Good game, another very good performance from the 'Orns, very unlucky not to win although a draw was a fair result. Brooooooooooce was awesome, mad H continually scared the s**t out of the Leeds defence, including the obligatory red-mist tackle that brought a yellow card (oh, all right, that's two yellow things) and a very good, solid show from the rest. I did think that Gatsby could have come on much earlier than he did as H seemed to lose either energy or some of the plot as the second half wore on. Leeds played some nice stuff and we were near our very best to deal with them. Good fortune that regular nemesis Brian Deane did not reappear after the interval, no luck at all, though, about Richard Lee's ability to keep us level and then, latterly, ahead. Thoroughly entertaining stuff.

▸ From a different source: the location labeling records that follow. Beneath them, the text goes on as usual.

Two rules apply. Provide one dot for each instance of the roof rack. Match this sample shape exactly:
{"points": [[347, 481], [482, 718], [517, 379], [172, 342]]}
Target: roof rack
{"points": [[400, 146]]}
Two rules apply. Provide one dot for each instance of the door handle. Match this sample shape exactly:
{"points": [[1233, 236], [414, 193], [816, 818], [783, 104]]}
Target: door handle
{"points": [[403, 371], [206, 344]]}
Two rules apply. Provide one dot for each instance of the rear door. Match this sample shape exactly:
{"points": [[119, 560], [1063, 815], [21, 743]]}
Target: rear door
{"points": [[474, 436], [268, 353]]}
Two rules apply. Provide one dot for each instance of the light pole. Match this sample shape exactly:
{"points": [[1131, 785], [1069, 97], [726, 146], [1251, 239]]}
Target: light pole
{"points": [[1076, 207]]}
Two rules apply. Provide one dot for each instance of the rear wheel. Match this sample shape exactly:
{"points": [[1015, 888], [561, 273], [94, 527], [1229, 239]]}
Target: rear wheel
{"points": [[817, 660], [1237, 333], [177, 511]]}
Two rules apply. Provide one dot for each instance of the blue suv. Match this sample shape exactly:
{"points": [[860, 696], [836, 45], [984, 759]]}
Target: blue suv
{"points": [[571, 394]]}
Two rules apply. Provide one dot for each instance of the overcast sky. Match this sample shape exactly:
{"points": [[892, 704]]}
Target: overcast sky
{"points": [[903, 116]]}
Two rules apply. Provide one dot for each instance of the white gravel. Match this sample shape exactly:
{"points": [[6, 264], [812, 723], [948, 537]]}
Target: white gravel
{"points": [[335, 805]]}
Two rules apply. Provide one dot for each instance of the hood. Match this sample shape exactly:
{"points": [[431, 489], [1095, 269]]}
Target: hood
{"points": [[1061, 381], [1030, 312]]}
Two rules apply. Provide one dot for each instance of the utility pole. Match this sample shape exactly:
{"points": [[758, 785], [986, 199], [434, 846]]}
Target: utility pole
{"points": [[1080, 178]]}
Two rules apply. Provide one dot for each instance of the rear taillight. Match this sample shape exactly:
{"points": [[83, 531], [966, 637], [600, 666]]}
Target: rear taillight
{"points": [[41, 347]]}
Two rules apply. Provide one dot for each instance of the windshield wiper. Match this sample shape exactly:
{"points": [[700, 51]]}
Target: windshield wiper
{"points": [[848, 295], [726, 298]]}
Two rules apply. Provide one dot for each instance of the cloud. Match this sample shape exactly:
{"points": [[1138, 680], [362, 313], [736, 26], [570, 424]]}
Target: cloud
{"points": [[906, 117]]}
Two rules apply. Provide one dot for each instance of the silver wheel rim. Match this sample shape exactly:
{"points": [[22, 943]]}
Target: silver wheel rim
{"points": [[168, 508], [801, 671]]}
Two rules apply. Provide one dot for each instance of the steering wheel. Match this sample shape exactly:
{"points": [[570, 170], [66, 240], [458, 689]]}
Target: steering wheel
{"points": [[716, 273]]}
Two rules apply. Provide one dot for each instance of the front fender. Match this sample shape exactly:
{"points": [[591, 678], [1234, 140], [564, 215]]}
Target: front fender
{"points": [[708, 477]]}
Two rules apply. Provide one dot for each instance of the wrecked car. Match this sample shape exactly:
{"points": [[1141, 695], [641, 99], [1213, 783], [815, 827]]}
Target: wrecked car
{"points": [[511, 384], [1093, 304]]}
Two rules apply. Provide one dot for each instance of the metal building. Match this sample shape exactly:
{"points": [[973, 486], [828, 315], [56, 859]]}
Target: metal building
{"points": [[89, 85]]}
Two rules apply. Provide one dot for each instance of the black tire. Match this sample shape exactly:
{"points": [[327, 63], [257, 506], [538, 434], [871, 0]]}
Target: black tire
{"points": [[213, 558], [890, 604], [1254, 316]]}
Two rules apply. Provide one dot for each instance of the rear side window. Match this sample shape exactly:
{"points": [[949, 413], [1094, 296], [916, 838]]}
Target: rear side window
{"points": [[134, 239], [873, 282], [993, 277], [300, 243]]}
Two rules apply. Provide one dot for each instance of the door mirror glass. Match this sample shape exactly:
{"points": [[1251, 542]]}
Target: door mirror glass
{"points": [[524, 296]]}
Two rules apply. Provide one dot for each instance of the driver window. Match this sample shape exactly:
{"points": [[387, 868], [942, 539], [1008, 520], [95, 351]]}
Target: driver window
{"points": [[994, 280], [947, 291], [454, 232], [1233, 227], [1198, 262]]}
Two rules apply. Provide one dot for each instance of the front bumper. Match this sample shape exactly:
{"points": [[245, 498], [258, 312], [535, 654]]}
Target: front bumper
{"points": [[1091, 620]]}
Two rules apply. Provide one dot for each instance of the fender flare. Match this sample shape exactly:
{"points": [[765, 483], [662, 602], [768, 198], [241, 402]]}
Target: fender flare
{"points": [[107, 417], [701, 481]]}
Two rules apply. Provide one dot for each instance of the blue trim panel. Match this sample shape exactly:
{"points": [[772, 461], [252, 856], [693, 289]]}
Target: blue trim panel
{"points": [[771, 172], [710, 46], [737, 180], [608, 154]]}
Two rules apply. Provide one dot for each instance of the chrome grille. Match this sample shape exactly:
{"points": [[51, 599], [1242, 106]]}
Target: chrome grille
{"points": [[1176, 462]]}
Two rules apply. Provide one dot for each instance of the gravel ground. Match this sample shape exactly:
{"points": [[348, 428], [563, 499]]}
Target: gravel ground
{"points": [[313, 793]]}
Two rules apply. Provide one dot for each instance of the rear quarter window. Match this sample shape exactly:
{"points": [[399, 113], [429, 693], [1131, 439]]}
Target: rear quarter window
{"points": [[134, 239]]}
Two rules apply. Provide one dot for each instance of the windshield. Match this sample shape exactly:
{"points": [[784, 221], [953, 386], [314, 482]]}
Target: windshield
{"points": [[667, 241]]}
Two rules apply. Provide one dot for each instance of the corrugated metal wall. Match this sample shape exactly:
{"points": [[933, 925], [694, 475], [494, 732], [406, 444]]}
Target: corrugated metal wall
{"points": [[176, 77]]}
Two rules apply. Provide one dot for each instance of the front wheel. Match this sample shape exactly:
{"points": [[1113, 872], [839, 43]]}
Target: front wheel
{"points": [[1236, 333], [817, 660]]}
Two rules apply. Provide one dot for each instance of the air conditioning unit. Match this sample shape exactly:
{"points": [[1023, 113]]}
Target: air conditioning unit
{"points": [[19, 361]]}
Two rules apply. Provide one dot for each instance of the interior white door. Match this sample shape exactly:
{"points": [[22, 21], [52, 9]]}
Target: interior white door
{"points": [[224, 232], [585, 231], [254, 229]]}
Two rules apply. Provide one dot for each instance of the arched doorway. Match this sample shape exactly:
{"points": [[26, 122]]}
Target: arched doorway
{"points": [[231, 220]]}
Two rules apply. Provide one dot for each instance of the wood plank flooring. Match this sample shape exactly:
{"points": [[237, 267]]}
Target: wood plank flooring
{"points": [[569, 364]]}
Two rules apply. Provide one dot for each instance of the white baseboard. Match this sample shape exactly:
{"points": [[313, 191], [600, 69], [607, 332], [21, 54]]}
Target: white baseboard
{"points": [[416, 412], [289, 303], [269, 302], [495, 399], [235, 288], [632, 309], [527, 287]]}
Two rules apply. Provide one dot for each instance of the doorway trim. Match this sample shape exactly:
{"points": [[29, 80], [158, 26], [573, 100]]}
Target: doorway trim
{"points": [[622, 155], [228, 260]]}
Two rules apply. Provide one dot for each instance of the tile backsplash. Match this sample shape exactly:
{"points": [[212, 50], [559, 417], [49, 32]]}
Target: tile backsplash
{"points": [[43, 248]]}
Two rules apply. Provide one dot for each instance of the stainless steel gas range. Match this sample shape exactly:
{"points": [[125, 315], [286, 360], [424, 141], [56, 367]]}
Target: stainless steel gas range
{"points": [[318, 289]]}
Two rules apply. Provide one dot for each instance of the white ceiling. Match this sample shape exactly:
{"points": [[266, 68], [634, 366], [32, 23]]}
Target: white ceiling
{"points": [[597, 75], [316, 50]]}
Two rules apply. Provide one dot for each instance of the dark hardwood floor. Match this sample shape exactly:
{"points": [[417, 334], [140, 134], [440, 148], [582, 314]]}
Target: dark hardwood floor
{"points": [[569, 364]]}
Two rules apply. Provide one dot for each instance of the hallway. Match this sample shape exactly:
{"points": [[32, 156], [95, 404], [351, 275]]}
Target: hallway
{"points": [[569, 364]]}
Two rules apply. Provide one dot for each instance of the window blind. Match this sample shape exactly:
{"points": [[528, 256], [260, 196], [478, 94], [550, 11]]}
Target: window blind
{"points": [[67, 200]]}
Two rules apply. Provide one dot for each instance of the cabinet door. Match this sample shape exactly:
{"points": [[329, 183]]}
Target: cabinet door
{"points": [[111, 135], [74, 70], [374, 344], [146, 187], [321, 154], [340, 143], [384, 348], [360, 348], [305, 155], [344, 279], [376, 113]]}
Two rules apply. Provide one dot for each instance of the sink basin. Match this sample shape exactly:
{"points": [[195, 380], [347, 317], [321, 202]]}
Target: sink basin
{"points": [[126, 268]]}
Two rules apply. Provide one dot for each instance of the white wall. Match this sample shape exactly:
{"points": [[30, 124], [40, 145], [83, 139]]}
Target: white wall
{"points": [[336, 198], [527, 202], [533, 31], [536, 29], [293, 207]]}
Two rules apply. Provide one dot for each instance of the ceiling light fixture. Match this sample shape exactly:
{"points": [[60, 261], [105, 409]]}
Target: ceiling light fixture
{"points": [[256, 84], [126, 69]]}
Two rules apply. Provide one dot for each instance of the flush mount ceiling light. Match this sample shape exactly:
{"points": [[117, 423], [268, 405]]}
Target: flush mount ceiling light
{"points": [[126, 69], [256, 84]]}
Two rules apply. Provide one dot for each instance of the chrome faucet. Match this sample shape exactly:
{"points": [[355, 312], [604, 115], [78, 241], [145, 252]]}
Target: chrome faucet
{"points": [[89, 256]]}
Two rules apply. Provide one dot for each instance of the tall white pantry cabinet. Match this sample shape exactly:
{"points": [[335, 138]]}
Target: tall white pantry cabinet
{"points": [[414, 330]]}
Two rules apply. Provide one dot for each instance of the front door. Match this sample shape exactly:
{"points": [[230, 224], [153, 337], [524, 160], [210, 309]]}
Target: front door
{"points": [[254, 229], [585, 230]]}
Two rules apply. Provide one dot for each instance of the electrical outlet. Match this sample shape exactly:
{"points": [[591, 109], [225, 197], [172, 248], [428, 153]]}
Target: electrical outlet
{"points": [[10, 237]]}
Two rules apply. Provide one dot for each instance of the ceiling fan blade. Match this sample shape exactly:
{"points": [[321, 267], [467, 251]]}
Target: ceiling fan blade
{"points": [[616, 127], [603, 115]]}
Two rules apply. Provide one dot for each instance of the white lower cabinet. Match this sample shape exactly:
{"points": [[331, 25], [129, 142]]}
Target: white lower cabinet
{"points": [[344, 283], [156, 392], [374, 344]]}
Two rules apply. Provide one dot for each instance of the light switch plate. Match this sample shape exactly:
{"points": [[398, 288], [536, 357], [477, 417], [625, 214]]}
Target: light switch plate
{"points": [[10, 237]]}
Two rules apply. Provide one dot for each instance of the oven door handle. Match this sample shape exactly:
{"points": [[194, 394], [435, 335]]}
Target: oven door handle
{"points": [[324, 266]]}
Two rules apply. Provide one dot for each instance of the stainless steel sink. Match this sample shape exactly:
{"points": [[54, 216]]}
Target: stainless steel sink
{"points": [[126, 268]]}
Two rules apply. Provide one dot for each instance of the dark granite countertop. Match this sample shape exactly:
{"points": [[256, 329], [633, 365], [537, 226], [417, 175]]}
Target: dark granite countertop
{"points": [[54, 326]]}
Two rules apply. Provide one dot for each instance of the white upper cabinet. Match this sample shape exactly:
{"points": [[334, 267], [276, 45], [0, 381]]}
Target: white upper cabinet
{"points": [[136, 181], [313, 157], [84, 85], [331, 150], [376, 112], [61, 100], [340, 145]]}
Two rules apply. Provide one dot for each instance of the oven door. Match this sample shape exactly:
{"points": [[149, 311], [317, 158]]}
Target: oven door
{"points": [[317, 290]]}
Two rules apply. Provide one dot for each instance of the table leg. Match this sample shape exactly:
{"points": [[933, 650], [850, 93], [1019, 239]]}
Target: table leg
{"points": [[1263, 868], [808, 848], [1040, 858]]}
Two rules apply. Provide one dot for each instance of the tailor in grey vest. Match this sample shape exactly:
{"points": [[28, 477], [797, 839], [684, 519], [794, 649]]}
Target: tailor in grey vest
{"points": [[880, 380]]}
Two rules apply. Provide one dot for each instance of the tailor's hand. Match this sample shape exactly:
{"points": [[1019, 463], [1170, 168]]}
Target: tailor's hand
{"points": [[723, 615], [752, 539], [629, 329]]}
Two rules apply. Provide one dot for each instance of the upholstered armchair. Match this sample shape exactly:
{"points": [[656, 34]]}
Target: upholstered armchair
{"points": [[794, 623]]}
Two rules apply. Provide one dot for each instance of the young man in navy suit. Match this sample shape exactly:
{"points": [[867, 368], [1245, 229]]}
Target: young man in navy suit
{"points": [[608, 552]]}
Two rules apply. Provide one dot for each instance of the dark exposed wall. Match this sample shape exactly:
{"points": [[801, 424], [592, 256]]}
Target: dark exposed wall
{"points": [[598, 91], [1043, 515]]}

So, my first trip to Elland Road since the days of Glyn Hodges and a less-intimidating atmosphere than used to be... thankfully. The Nazi "Bulldog" newspaper sellers no longer are allowed to own the approaches to the stadium (although I guess the same people who used to buy that filth still attend), armies of knuckle-draggers do not wait outside the visitors enclosure after the game and the usual agent-provocateurs who normally congregate near the away section in order to intimidate, hurl abuse and generally exercise their pathetic machismo were a mere handful in number (as were ours !). Having said that, you could imagine that on a "big" day (versus Man Ure for example), it could all kick off very easily, given the scale of things in the city and outside in the streets.
So, a point won rather than two points lost, although we were only minutes away from an excellent victory. Fine performance, however, on the pitch and on the terraces, the "We're gonna win 6-1" thrown back at them, the "Champions League, never again" and, for this particular exile, "Small town in Bradford" were amusing highlights from a very respectable terrace turnout, given the distance and the time of week.
It felt extremely weird the two of us walking back to the shuttle buses in one direction against a wave of 20,000 walking in the opposite direction. A couple of semi-celebratory pints in the pub and then the train back to Bradford, only to find that after 23.15 there is no train back to Bradford and hardly any train to anywhere else ! Oh, the joys of living "up norf".